The agency last month outlined a high-level strategy for establishing a lunar surface base by 2030, as directed by the Trump administration. The first phase, which spans through 2028, calls for conducting nearly monthly launches of robotic spacecraft to the lunar surface to begin testing early versions of the instrumentation and equipment required for “permanent habitation,” said Carlos Garcia-Galan, NASA’s moon base program manager, in on-stage remarks before the panel.
“What we envision is really hundreds of square miles with different assets that are serving different purposes,” he said, “some of them prospecting the moon, some of them going to areas where there’s permanent shadows.”

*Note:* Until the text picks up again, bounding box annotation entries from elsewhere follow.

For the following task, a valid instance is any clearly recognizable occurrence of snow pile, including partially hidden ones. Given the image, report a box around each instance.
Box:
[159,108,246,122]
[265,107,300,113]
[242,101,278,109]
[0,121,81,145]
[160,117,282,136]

For Phase 1, “it’s all about experimentation and reliable access to the surface,” he added.
For the transportation piece, “we need to at least be able to transport things to the moon and people to the moon as regularly and reliably and affordably as we do for space station today,” said Nick Cummings, SpaceX’s senior director of program development.
Think of it like air travel, said Jacqueline Cortese, Blue Origin’s vice president of civil space. “You don’t need a massive jumbo jet” for every flight and destination. “It’s really a need for all classes of access and return.”
Persistent surface operations will also require constellations around the moon to provide uninterrupted communications, said Tim Crain, chief technology officer of Intuitive Machines, which is planning to launch its first lunar relay satellite later this year.
“We’ll always want more time. There will always be more things to do,” he said. A dedicated lunar constellation “really enables you to utilize that time effectively.”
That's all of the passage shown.